Wednesday, 8 February 2012

Submitted what I have so far for my super to have a look and hope I am on the right track, with only about so nervously wait feedback...


In the meantime I will draw up my Gantt Chart project schedule and I have ethics and risks forms to complete that have to be attached to my proposal, unsure if I need to go over these with my super or just to get a signature, will have to check that.


I still have so much more researching to do and I feel that if we had more time I could have written a more in depth proposal but seeing as the time was constrained I have only been able to skim the top of it all.


I also have to re-acquaint myself with how XML works so need to allocate a good amount of time in my Gantt chart to allow for this.


And learn how to analyse and become familiar with statistics and methods.
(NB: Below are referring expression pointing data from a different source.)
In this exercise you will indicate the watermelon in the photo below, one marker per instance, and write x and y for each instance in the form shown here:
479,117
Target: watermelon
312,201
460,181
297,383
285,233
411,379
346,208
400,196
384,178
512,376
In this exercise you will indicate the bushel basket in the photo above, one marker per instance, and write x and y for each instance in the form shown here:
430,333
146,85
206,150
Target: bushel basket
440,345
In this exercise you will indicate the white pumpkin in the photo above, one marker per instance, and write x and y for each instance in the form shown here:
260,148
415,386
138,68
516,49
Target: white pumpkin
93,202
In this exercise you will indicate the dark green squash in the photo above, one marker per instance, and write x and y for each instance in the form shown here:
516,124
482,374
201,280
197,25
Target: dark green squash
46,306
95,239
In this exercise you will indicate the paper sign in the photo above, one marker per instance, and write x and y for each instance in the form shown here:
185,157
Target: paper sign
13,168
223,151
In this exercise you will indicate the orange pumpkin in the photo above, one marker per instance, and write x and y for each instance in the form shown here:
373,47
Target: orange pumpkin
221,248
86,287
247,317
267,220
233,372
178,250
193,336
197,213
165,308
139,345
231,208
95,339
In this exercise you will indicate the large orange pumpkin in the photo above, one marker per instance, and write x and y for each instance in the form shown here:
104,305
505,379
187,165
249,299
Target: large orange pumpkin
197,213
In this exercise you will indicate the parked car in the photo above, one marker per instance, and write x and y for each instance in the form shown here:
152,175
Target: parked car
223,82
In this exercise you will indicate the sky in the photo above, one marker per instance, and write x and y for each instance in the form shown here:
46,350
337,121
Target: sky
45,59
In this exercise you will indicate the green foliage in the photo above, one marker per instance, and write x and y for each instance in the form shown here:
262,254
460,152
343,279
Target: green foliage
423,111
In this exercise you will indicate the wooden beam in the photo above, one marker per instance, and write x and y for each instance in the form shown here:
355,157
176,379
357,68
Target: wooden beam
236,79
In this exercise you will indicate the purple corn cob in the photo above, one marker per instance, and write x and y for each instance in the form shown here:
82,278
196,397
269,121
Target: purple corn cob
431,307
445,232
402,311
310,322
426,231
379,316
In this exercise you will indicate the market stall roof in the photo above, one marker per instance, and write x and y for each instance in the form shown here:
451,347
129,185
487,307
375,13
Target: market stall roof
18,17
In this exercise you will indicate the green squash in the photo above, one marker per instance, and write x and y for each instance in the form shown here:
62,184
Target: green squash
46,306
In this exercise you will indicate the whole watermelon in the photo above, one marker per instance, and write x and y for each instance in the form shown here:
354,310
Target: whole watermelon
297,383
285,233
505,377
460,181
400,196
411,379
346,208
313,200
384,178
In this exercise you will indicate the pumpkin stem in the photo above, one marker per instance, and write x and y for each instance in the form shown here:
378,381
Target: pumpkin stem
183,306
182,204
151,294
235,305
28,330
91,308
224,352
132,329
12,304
Ah Just remembered something else that I could add into my proposal...

Tuesday, 7 February 2012

I am just adding the finishing touches to my proposal it is still not at the 5000 word stage so just trying to add other relevant information to it, but I will have it finished by tonight and submitted to my super for feedback.


I got my glasses today so reading the papers is certainly a whole lot easier now, no more screwed up facial expressions and sore heads! Almost a joy....almost :P

Monday, 6 February 2012

Decided that i have done enough reading to cover the proposal at least, there is much much MUCH more to read and research but the time has came to finish up my proposal and include all information I have gathered thus far, this is such a huge field and I could easily spend the next 3 months just reading papers and trying to decide what to do and when, so time to bite the bullet and put my plan on paper! And get some feedback from my super and hope I am on the right track! :/

A little it of self doubt is creeping in whether I can actually pull this off,as my XML skills aren't that great, so working on an each day at a time basis!

Sunday, 5 February 2012

I have spent yesterday researching LSI methodology and I really don't think this way will suit my purpose, this is very mathematical and doesn't mine the information that i need, although i still need to consider Suffix stripping but will have to find an alternative.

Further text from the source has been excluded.